BRUSSELS, March 8: Eurozone economies took another battering on Friday as the European Commission threatened France with disciplinary action for breaching the bloc’s strict financial stability rules and euroland finance chiefs fretted over rising oil prices and war clouds over Iraq.

“War fears add to a fragile economic environment, already burdened with growth uncertainties and labour market developments that have hit consumer confidence,” Greek Finance Minister Nikos Christodoulakis admitted after a sombre Thursday night meeting of the 12 eurozone finance ministers. Greece is current chairman of the group.

Adding to the bloc’s anxieties is the euro’s fast rise against the US dollar which experts say has already started to hit the bloc’s exports and will almost certainly force another downgrade of eurozone’s 2003 growth forecasts.

“A negative juncture of sluggish growth and a protracted geopolitical situation” are hampering eurozone efforts to accelerate an economic rebound, admitted Christodoulakis, adding, “It is clear that growth must remain our primary target.”

“Given the situation in the US and Japan, stimulus for growth cannot be expected from outside,” the eurozone chairman warned while European monetary affairs chief Pedro Solbes pointed to a “market consensus” that eurozone growth in 2003 would be no higher than 1.3 per cent, down from earlier European Commission forecasts of a 1.8 per cent growth rate.
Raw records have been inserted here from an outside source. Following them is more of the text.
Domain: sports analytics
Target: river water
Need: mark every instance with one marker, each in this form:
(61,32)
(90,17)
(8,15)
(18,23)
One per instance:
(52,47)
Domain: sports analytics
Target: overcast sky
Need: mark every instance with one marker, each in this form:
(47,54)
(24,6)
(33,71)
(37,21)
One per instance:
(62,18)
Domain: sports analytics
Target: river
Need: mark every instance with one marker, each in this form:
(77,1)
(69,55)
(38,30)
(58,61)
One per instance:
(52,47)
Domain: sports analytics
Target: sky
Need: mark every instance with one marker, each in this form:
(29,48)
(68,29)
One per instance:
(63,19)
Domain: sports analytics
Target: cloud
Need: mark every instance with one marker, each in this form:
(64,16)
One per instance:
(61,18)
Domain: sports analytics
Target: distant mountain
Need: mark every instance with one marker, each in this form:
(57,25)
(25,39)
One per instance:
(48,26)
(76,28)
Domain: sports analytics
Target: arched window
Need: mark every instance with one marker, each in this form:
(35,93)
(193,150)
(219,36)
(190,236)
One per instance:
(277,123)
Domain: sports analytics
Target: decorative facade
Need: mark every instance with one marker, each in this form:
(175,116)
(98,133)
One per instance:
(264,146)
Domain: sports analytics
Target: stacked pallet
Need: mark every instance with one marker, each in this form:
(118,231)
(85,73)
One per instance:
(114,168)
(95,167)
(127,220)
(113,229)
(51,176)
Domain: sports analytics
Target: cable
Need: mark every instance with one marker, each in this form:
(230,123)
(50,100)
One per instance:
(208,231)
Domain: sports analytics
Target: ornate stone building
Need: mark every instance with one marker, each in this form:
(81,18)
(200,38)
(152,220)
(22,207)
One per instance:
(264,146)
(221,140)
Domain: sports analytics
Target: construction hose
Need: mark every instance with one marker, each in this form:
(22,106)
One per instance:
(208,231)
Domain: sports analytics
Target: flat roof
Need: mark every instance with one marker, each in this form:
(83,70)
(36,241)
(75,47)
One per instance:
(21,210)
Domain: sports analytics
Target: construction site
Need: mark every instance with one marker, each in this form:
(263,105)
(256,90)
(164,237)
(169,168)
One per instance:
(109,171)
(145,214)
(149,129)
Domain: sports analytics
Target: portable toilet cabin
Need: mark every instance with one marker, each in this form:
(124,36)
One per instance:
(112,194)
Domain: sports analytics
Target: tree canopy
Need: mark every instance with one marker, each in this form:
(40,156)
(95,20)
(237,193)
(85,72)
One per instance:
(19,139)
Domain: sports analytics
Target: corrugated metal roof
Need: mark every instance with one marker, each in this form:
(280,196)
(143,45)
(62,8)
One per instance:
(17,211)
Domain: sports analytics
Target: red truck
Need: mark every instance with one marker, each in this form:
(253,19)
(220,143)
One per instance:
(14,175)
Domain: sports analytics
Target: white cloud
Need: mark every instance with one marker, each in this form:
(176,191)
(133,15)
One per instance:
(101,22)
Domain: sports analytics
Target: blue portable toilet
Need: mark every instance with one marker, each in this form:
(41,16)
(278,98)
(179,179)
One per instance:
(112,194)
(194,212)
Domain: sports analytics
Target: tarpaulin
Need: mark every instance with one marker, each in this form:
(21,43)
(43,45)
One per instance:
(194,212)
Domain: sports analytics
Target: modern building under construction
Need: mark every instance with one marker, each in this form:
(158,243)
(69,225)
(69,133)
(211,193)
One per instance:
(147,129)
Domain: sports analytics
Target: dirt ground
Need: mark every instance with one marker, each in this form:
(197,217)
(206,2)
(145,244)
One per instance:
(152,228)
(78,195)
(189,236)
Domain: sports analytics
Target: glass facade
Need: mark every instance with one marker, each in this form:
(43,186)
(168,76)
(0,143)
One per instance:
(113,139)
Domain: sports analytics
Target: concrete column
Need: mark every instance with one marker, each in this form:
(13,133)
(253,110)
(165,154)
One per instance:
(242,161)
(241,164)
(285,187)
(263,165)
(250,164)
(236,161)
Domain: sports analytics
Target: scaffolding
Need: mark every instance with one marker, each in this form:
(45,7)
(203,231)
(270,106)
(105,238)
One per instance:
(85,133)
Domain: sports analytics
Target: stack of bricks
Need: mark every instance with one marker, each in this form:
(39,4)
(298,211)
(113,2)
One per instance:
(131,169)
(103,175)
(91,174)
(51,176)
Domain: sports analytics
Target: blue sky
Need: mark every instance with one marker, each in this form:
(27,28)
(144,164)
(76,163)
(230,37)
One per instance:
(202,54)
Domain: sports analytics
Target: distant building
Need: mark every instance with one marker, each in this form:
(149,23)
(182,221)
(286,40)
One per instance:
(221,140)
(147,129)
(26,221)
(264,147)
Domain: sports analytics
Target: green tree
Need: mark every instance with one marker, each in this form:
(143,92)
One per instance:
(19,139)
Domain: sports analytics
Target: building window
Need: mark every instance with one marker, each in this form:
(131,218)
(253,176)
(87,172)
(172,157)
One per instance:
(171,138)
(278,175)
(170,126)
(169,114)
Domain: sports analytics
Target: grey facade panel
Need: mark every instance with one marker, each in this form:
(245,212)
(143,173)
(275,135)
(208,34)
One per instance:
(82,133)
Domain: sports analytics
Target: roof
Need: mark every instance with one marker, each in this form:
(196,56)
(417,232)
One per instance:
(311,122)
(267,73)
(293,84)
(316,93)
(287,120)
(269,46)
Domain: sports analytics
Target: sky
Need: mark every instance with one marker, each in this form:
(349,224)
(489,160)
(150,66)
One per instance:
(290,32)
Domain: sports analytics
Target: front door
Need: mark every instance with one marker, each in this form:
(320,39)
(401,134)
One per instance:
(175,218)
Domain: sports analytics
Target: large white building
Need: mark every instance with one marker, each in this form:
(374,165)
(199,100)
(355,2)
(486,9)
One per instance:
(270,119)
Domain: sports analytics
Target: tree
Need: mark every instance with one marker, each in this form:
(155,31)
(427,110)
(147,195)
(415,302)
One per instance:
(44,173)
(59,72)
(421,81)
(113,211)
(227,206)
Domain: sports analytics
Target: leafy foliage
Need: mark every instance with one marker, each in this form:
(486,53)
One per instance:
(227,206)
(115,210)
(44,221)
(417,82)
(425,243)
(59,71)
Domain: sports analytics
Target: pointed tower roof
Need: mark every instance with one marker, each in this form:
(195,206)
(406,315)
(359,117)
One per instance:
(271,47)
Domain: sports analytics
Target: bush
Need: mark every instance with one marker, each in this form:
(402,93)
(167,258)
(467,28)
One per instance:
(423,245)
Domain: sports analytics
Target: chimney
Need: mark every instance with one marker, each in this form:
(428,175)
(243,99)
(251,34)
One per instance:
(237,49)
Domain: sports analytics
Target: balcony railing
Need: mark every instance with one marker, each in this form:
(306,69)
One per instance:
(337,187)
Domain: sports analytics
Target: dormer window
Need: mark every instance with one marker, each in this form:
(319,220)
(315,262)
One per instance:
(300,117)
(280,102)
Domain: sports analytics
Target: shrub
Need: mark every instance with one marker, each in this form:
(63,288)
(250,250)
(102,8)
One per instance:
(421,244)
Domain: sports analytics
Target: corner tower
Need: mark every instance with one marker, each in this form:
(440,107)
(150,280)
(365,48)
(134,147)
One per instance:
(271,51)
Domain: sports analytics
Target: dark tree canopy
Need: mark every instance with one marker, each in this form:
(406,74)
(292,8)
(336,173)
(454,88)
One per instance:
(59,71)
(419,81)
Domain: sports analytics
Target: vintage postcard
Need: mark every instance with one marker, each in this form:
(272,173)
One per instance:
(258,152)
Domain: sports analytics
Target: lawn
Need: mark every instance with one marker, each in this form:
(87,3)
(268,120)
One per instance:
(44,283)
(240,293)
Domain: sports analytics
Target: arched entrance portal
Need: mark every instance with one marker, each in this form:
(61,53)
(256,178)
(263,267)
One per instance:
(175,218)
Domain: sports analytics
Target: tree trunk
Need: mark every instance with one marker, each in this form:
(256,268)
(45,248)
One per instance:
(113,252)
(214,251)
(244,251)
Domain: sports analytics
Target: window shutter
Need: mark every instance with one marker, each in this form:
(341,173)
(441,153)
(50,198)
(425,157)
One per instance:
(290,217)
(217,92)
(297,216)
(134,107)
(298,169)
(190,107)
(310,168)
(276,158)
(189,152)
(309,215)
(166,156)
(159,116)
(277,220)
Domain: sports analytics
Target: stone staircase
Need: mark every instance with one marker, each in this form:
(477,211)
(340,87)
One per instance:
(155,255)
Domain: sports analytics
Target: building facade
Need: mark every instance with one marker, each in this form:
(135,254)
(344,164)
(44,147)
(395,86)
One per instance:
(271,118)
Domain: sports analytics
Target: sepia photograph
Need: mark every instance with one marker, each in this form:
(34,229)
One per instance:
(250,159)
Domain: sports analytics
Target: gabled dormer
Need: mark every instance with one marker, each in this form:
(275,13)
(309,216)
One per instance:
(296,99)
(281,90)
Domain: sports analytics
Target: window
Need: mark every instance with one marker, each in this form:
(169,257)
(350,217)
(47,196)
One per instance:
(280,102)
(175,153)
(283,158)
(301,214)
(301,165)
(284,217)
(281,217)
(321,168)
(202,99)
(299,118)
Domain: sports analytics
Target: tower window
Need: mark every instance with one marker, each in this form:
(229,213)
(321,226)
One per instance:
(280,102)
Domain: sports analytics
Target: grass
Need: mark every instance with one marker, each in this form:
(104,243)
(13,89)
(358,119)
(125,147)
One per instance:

A European Central Bank (ECB) decision on Thursday to trim its key interest rates by 25 basis points has done little to lift the gloom. In an unusual reprimand, Christodoulakis admitted that the ECB cut, which lowers the eurozone’s benchmark refinancing rate from 2.75 per cent to 2.50 per cent, was only a “step, not a jump” in the bloc’s efforts to boost to the region’s sluggish economies.

France’s rising budget deficit — following close on the heels of similar problems in Germany and Portugal — is another blow to eurozone economic confidence.

Solbes said Paris now faced EU disciplinary action for having allowed its budget deficit in both 2002 and 2003 to overshoot the 3 per cent of GDP threshold enshrined in the eurozone stability pact. “My intention is to initiate the possibility of an excessive deficit procedure” against France, Solbes underlined after French Finance Minister Francis Mer admitted that Paris would notch up a 2003 budgetary deficit of 3.4 per cent of GDP. In 2002, France has said its budget deficit will reach the 3 per cent of GDP threshold.

The EU monetary affairs chief said eurozone members had an obligation not to breach the 3 per cent of GDP ceiling “whether there is war (against Iraq) or not.” Countries in breach of the eurozone three per cent threshold are subject to a formal — and politically embarrassing — rebuke from the European Commission and their eurozone partners. They can also be fined by the Commission.